Lauren Comin is Seeds Canada Policy Director

A Structural Problem

The funding model is flawed, she says. AAFC varieties are developed with taxpayer money, but once released, farmers can replant them indefinitely without compensation to the breeder. Unlike in Europe or Australia, Canada has no effective mechanism to capture value from farm-saved seed and channel it back into research. Seeds Canada’s submission is blunt: the public system cannot carry the load forever.

Comin is clear-eyed: “We want to increase private investment, and that’s a goal of the government as well. But the current policy environment disincentivizes both Canadian and international entities from investing here. If we want farmers to have access to the best genetics from all over the world, that has to change.”

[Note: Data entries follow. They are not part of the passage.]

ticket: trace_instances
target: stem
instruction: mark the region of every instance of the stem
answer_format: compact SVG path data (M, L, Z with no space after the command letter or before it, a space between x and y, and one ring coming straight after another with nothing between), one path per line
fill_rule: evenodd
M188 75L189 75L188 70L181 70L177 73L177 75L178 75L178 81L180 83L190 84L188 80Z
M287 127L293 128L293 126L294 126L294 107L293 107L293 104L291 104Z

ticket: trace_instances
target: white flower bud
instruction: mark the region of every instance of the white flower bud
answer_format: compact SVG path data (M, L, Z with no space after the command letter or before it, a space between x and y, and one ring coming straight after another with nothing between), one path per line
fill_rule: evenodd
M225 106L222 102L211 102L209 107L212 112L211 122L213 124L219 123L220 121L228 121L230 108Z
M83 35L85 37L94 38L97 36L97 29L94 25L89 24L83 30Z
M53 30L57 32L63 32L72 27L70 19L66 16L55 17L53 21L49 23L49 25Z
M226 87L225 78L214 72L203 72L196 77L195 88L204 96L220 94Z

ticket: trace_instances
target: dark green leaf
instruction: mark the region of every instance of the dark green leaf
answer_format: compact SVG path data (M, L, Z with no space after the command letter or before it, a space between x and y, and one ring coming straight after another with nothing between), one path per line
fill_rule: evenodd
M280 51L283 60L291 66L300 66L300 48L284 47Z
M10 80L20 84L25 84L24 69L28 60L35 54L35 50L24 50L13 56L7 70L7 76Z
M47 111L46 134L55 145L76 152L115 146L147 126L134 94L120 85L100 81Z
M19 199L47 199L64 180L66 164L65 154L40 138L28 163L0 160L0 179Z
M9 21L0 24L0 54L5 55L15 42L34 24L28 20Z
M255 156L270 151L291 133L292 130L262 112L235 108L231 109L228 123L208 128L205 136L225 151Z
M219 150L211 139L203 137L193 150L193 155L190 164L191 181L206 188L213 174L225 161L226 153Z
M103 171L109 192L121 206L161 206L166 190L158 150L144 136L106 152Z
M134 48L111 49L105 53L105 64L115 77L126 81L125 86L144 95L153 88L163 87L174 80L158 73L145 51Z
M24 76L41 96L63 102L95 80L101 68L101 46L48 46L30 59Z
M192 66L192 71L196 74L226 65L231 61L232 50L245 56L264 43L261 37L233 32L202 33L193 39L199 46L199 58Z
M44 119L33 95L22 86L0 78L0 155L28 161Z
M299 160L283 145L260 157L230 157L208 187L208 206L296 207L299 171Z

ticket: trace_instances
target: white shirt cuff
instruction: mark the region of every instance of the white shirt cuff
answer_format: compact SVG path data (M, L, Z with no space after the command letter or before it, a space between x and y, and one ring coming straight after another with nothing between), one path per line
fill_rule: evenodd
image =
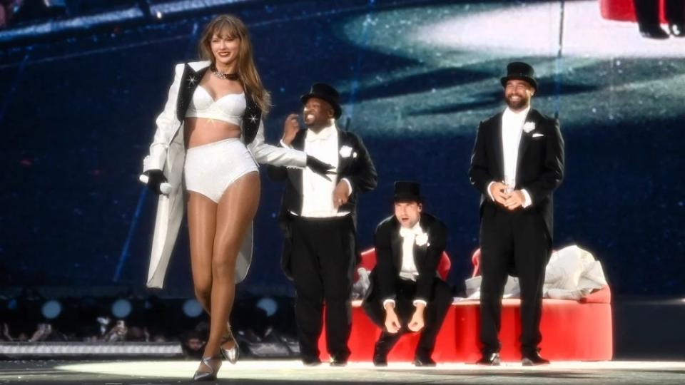
M383 301L383 310L385 309L385 305L387 304L392 304L392 307L395 307L395 299L387 299Z
M485 191L487 191L487 196L490 197L490 200L494 201L494 197L493 197L492 194L490 193L490 186L492 185L492 183L494 183L494 180L487 184L487 187L485 188Z
M528 206L532 205L532 204L533 204L533 201L532 201L532 200L530 199L530 194L529 194L528 192L526 191L525 189L521 190L521 192L523 193L523 196L524 196L524 201L523 201L523 205L522 205L523 206L523 208L526 208L526 207L527 207Z
M341 180L345 180L345 183L347 184L347 187L350 188L350 192L347 194L347 196L349 197L352 195L352 183L350 183L346 178L343 178Z

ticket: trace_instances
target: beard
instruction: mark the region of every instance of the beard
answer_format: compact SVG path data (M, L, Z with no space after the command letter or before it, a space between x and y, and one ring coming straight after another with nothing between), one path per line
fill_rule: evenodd
M517 94L516 96L519 96L519 100L517 101L512 101L511 96L514 95L507 96L504 98L504 101L507 102L507 106L512 110L522 110L528 106L528 102L530 101L529 98L527 98L525 95L519 95Z

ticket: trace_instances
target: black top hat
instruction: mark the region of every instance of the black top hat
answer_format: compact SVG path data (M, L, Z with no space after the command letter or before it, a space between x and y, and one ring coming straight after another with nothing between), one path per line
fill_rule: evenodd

Seeds Canada proposes that AAFC place its new varieties into the Variety Use Agreement (VUA) — a royalty system that would generate revenue each time farm-saved seed is replanted. By their estimates, had AAFC entered varieties in the system  when it launched in 2020, AAFC alone could have generated over $22 million in additional research investment.

“This isn’t about public versus private,” Comin insists. “Creating a policy environment where breeders are compensated for their intellectual property is going to help all breeders. In the near term, the majority of royalties, given AAFC’s dominance, would flow back into the public system. But it would also level the playing field so that private developers can bring innovation into Canada and see a return on their investment.”

Public Good, Private Role

There remains a case for public breeding, Comin acknowledges, particularly in niche crops that lack scale. “Smaller grain classes don’t have the same commercial base as canola or CWRS wheat. Supporting those through public programs is a legitimate public good.”

But elsewhere, Ottawa must create space for competition. That means not only enabling royalties but also paring back regulation. Variety registration, which requires government testing and merit evaluation, still relies heavily on AAFC’s overstretched network.

“If government insists on keeping regulatory hurdles in place, it has to acknowledge the resources required to support them,” Comin warns. “You cannot cut capacity and expect farmers to access new varieties efficiently.”

Ottawa faces competing demands: farmers wary of higher seed costs, public scientists defending their patch, and private investors demanding certainty. But Comin says her message is deliberately pragmatic. “When you approach government, they like you to come with solutions. We’re acknowledging the challenge. We’re saying: support public programs where there is a need, but also create an environment that attracts private capital. That way, we grow the pie.”